Há quanto tempo você não se sente mulher? Mulher e demônio são uma coisa só, você sabe. Deixa eu ver este rostinho. Nossa, quanta melancolia neste olhar. Você está perdendo as forças de tanto resistir a mim. E eu nem sou tão malvado assim, garota. Meu papel é apenas de estimular sua liberdade, porque não é possível alguém ser escravo do bom comportamento o tempo todo. Pense bem: você tem a mania irritante de atender a todos os telefonemas, todos. Não atenda. Deixe tocar de vez em quando, não interrompa o que estiver fazendo, mesmo que esteja deitada no sofá olhando pro teto. Não dê atenção ao chato que está chamando. E se você esqueceu do aniversário da sua irmã, esqueceu, ora. Sem drama. Não caia no papo chantagista dela, todo mundo tem o direito de esquecer algumas datas, mande ela pentear macaco.
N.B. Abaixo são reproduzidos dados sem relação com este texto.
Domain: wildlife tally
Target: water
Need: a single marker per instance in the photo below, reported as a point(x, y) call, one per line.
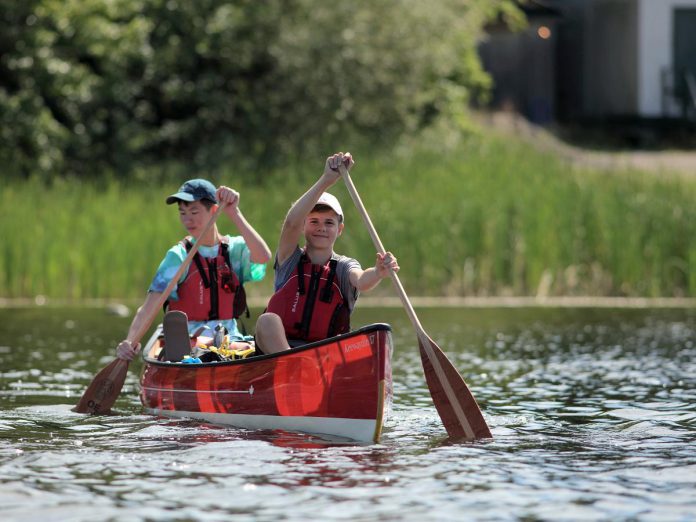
point(593, 414)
E quando não estiver com vontade de dizer a verdade, minta. Quer trocar uma tarde de trabalho por um banho de piscina, o que te impede? E se quer ter sexo com alguém diferente, a mesma pergunta: o que te impede? Sou seu avalista, meu bem.
E pode exagerar na conta. Tenho certeza de que suas fantasias são mais radicais do que estas bobagens que eu propus. Você é muito mais imaginativa do que eu, todas vocês são. Quer sumir por alguns dias? É só deixar um bilhete, sumirei por alguns dias, tem carne congelada na geladeira. Isto da carne congelada vai amenizar o golpe. Tudo o que uma família precisa é ser alimentada. Não vão dar pelo seu desaparecimento. Puf. Mamãe evaporou.
Enxugue essas lágrimas inúteis, levante este queixo e vá tratar da vida. Faça tudo o que deseja fazer. Você acha que depois de morta vai ganhar um bônus? Uma prorrogação para tentar sair desse empate? Esqueça o empate. Vença. Perca. Ofereça a si mesma algum resultado.
É você mesma quem assina. E eu.
(cartas do livro 'Tudo que eu queria te dizer')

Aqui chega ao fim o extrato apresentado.